Company behind Yves Behar's hard-pressed Juicero machine shuts down
Juicero, the company behind the Yves Behar-designed juicer that was famously the subject of a social media backlash earlier this year, has announced it is shutting down.
Silicon Valley-based Juicero announced on Friday it was halting manufacture and suspending sale of the $400 (£308) juicer and its accompanying produce sachets. It is offering refunds to all customers, dating back to when the machine went on sale 16 months ago.
In a statement posted on the Juicero website, the company said it had tried to find a cheaper supply chain and distribution model that would allow it to lower the price of its products, but had not been successful.
"In order to fulfil our mission, we announced last month that we would shift our resources to focus on lowering the price of the press and produce packs," the company said. "We began identifying ways that we could source, manufacture and distribute at a lower cost to consumers."
"During this process, it became clear that creating an effective manufacturing and distribution system for a nationwide customer base requires infrastructure that we cannot achieve on our own as a standalone business. We are confident that to truly have the long-term impact we want to make, we need to focus on finding an acquirer with an existing national fresh-food supply chain who can carry forward the Juicero mission."
The company now said it would seek a buyer with an existing US fresh food supply chain "who can carry forward the Juicero mission".
The Juicero juicer had initially gone on sale for $700 (£550) in 2016 before being discounted several times. It became the subject of ridicule on social media in April after it transpired that a pair of hands could do the same job as the machine, which squeezes juice from pre-packaged sachets of fruits and vegetables.
Behar's studio Fuseproject had worked with Juicero for two years to design the Nespresso-style countertop machine. The involvement of Behar – who is one of the world's leading industrial designers for new technologies – is thought to be one of the reasons for the Juicero's high price tag.
Among its features is a door made of aircraft-grade aluminium. It is also Wi-Fi-enabled, for the purpose of rejecting out-of-date bags of juice based on scans of their QR codes, and was said to deliver 8,000 pounds of force to its produce packets.
Bloomberg Business made a video showing that human hands were as effective as Juicero at squeezing juice from a packet, causing a social media storm
Following the internet backlash, Behar had defended Juicero to Dezeen, saying that it was a useful product.
"I have a machine to grind my coffee," he said. "I don't grind my coffee with my fists. That would be a lot of work and make a lot of mess.
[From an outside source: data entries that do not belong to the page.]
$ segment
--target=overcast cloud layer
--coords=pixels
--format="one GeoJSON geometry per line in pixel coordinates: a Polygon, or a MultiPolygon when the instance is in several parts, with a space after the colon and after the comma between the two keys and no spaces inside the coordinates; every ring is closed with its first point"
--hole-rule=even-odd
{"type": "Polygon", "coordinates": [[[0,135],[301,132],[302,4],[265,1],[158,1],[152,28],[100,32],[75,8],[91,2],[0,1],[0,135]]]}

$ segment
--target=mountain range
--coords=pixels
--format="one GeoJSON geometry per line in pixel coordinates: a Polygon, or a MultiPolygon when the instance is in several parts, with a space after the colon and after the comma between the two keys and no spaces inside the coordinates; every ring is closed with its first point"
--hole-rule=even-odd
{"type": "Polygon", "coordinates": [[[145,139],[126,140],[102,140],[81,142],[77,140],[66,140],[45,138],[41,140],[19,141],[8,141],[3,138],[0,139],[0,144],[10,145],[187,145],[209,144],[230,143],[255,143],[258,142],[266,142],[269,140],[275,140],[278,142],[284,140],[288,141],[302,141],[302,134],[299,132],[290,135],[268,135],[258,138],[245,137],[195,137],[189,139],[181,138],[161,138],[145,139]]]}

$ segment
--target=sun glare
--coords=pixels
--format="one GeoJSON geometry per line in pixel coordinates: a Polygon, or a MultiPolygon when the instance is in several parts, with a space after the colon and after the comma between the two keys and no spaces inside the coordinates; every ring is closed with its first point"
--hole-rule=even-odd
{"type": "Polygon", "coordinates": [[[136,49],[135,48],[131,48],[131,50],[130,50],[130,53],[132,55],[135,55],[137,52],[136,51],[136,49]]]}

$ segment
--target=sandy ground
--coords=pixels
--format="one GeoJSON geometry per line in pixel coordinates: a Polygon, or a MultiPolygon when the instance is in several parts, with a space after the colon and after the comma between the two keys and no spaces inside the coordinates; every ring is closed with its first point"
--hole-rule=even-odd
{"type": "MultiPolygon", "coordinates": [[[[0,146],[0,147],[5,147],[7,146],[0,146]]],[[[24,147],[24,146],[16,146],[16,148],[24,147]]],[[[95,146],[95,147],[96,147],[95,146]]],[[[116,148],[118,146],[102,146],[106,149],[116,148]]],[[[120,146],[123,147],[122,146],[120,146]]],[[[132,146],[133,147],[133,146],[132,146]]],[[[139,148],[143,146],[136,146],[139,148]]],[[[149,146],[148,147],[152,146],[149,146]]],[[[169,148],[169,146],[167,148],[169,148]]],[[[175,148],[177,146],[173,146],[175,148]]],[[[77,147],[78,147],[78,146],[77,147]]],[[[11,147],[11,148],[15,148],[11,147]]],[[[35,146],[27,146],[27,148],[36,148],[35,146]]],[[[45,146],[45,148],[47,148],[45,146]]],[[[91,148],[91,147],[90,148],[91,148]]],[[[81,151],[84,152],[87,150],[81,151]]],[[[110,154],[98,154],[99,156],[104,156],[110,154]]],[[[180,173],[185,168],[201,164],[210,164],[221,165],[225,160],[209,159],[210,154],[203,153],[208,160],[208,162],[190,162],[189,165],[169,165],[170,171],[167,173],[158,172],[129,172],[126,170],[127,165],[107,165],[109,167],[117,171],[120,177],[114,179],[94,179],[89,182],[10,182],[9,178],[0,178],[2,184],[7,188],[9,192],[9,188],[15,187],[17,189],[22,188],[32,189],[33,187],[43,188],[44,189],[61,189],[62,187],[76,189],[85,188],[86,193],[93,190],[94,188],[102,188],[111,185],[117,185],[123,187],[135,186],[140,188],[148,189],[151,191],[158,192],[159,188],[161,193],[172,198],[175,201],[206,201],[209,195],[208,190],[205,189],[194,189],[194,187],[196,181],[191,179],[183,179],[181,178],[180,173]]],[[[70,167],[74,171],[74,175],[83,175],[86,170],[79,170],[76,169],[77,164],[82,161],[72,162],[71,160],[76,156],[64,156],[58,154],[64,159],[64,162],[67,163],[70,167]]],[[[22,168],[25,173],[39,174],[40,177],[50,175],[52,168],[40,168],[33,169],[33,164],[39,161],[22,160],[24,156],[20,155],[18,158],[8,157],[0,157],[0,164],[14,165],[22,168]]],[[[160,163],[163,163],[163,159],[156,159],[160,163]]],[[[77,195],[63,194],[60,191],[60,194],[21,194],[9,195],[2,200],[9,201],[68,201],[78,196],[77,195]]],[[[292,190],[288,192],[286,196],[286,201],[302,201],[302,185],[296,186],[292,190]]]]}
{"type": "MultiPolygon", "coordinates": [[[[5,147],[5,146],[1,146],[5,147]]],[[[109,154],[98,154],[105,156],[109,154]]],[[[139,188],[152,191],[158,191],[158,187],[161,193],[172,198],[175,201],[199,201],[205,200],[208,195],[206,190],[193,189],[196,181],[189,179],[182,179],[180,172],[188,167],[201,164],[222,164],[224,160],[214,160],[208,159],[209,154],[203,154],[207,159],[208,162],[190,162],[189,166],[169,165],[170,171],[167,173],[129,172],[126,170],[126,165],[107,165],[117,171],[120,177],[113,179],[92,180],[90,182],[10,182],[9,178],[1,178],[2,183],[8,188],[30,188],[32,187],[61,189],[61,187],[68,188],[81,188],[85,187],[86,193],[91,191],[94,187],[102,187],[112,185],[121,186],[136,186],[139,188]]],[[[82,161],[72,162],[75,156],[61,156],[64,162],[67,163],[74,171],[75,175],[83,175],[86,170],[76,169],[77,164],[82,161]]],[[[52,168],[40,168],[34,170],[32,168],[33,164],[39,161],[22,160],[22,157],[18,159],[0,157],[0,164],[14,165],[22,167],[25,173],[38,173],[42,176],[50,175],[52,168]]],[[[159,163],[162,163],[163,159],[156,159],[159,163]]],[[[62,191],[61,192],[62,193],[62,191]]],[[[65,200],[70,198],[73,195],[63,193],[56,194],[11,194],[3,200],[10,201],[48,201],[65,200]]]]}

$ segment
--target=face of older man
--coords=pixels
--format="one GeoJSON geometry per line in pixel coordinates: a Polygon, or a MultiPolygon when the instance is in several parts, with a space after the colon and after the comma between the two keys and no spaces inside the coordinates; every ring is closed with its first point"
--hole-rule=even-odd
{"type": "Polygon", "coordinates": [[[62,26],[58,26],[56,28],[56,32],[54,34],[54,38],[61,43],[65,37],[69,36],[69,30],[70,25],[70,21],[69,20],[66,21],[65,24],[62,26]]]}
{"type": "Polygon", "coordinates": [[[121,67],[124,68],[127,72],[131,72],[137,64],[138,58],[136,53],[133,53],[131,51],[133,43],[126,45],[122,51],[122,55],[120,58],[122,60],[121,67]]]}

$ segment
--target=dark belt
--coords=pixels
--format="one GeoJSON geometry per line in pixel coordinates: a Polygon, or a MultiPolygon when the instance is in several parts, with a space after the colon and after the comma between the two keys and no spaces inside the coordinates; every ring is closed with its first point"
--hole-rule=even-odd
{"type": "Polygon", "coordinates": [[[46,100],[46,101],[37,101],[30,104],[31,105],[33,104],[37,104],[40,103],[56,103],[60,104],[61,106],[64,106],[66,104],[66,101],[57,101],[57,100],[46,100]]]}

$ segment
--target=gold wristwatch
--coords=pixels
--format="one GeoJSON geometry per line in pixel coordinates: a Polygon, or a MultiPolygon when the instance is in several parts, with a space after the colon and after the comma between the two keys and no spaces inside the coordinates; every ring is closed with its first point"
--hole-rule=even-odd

I don't see a difference between the two situations."
"The company is doing well, the people who have the product are actually very, very happy with it, and the reorder rate is actually very very strong."
Ahead of its launch in 2016, Juicero had raised $120 million (£94 million) from high-profile investors including Google parent company Alphabet.
The machine came to the attention of Twitter users following the publication of a Bloomberg Business article in April that said investors had been dismayed at the final product. It included a video showing its juice packets being squeezed by hand.
"The next time someone says Silicon Valley is going to solve hunger or climate change or take us to Mars, remember the Juicero," was the comment from one Twitter user, while another compared it to the "Juice-Loosener" from The Simpsons, which was sold with a lot of hype by the show's resident quack, Dr Nick Riviera.
Oh my god, the Juicero story is literally the Juice-Loosener from The Simpsons pic.twitter.com/e6Vo0Gg7WJ
— Steven Lemongello (@SteveLemongello) April 19, 2017
After that, to be "the Juicero of" something became a descriptor for other expensive gadgets of limited use – similar to how "the Uber of" is used as a shorthand for on-demand, app-based businesses.
Behar's more recent designs include a sleep-aiding headband called Dreem and smart office furniture created with Herman Miller.
However, the year has also brought the closure of the technology company he is perhaps most associated with – Jawbone fitness trackers – which went into liquidation in July.
Behar was placed 26th among designers on Dezeen Hot List, a data-based power ranking of the most influential names in architecture and design.